ポーラレディ(ビューティーディレクターの旧称)の仕事は、お客様のお宅を訪問して、きれいにしてさしあげること。そうして大好きな美容に関われることや、お客様に喜んでいただけることが楽しかったんです。やっぱり、人に喜んでいただけたらうれしいじゃないですか。それを毎日繰り返しているうちに、お客様もどんどん増えていきました。
―お客様に喜んでもらうために、具体的にどんなことをしていますか?
檜山
私は、ただ商品を売るだけではなくて、お顔のお手入れもしていました。それが好きだったから。そうしたら、いつの間にか長い時間が経ってしまって。現在担当しているお客様は、70 ~ 80人で、中には40 年以上のお付き合いになる方もいるんですよ。そうなると親戚以上の付き合いですね。
今でもお客様と接する時は、商品のお届けに加え、必ずお顔のお手入れをしています。肌のお手入れをしてさしあげることで、本当の人間関係ができるのかなと思います。肌に触れると、お互いに許し合える仲になれますよね。

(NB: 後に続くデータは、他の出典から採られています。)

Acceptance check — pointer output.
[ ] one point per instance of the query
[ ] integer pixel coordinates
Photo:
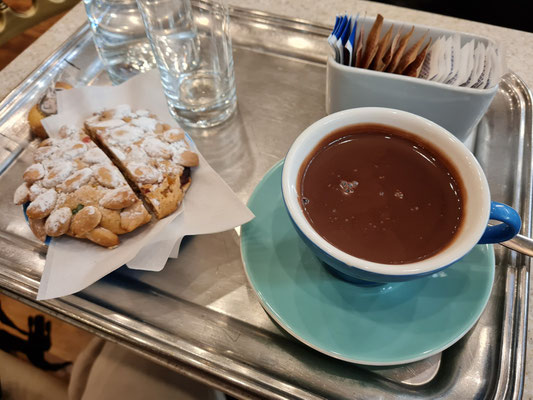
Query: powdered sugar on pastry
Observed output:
(66, 187)
(150, 153)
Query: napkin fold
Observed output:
(209, 205)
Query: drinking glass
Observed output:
(192, 48)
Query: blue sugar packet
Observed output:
(338, 34)
(332, 38)
(334, 31)
(343, 38)
(350, 44)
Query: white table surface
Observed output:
(518, 46)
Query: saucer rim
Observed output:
(272, 313)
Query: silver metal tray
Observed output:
(199, 315)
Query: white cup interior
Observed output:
(476, 197)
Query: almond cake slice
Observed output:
(73, 188)
(154, 157)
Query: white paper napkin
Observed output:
(209, 206)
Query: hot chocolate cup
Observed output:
(478, 207)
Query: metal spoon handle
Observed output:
(521, 244)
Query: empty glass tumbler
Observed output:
(120, 38)
(193, 52)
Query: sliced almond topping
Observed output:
(85, 220)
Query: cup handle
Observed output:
(509, 227)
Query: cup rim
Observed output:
(350, 117)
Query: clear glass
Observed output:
(192, 48)
(120, 38)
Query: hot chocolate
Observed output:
(380, 194)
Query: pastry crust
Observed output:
(45, 107)
(151, 154)
(74, 189)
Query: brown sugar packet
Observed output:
(399, 51)
(377, 63)
(414, 68)
(371, 46)
(387, 57)
(410, 55)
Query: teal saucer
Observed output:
(385, 325)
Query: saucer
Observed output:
(391, 324)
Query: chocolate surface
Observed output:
(378, 193)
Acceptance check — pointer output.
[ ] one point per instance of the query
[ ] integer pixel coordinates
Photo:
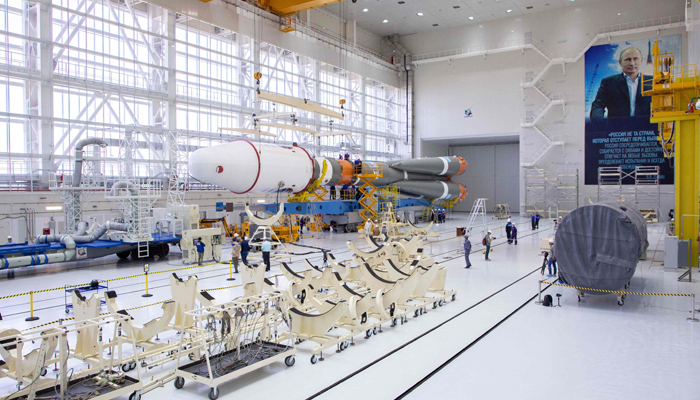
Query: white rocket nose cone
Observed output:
(234, 166)
(200, 165)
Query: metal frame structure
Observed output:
(100, 68)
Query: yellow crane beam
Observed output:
(292, 6)
(674, 90)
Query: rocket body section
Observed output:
(242, 166)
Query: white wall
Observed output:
(491, 86)
(493, 173)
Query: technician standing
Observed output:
(509, 226)
(552, 262)
(487, 242)
(467, 250)
(235, 252)
(200, 251)
(245, 249)
(266, 247)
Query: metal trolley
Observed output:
(235, 338)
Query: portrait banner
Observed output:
(617, 130)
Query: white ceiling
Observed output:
(403, 18)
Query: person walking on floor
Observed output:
(487, 242)
(368, 227)
(245, 249)
(200, 251)
(509, 226)
(467, 250)
(266, 247)
(235, 252)
(552, 262)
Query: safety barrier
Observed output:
(624, 293)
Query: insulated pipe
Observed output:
(99, 231)
(63, 255)
(133, 188)
(78, 171)
(82, 228)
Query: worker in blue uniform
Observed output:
(245, 249)
(266, 247)
(552, 262)
(200, 251)
(467, 250)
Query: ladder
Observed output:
(478, 209)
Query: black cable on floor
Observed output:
(470, 345)
(338, 382)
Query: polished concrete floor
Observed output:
(492, 342)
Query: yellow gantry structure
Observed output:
(674, 95)
(368, 201)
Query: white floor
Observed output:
(593, 349)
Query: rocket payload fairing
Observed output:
(242, 167)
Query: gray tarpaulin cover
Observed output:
(598, 246)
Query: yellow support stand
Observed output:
(368, 201)
(674, 91)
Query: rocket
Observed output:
(245, 167)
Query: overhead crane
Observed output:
(675, 91)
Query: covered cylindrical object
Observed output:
(433, 189)
(432, 166)
(243, 167)
(598, 246)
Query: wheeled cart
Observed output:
(235, 338)
(207, 370)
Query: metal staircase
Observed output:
(478, 209)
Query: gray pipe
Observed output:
(86, 238)
(99, 231)
(82, 228)
(78, 171)
(133, 188)
(63, 255)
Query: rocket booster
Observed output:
(242, 167)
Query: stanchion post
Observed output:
(692, 309)
(31, 308)
(147, 294)
(230, 271)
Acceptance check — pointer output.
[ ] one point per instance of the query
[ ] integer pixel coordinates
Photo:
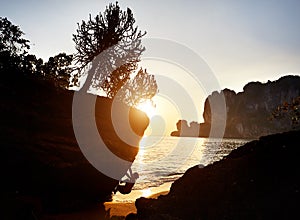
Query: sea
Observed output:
(162, 160)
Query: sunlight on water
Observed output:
(162, 160)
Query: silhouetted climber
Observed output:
(126, 189)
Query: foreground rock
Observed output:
(41, 165)
(260, 180)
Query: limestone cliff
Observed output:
(248, 113)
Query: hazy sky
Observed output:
(240, 40)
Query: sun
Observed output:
(146, 193)
(148, 108)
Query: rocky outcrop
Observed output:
(259, 180)
(248, 113)
(40, 157)
(185, 130)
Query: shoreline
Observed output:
(122, 209)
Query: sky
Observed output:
(240, 41)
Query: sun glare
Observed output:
(146, 193)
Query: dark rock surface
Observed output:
(41, 164)
(260, 180)
(248, 112)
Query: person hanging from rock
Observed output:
(126, 189)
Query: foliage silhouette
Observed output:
(109, 47)
(290, 110)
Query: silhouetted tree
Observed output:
(139, 89)
(11, 38)
(13, 47)
(59, 70)
(109, 45)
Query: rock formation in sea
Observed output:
(249, 112)
(41, 163)
(259, 180)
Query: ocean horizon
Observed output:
(163, 159)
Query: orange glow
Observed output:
(146, 192)
(148, 108)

お手入れに関しては、商品代だけはもらうけど、お手入れの代金は頂きません。上司にいつも、「商品を販売することが奉仕じゃないよ。お手入れをすることが奉仕だよ」と教わっていて、それが習慣づいていたんですね。そんな奉仕の気持ちがお客様にも伝わるのかな。
お客様のお子さんの七五三の時に、朝5時起きで駆けつけて、無償で着付けをしてさしあげることもたくさんありました。やはり、求めるより奉仕が先ですよね。そういう精神は上司の教えだから、きっと上司がよかったのだと思います。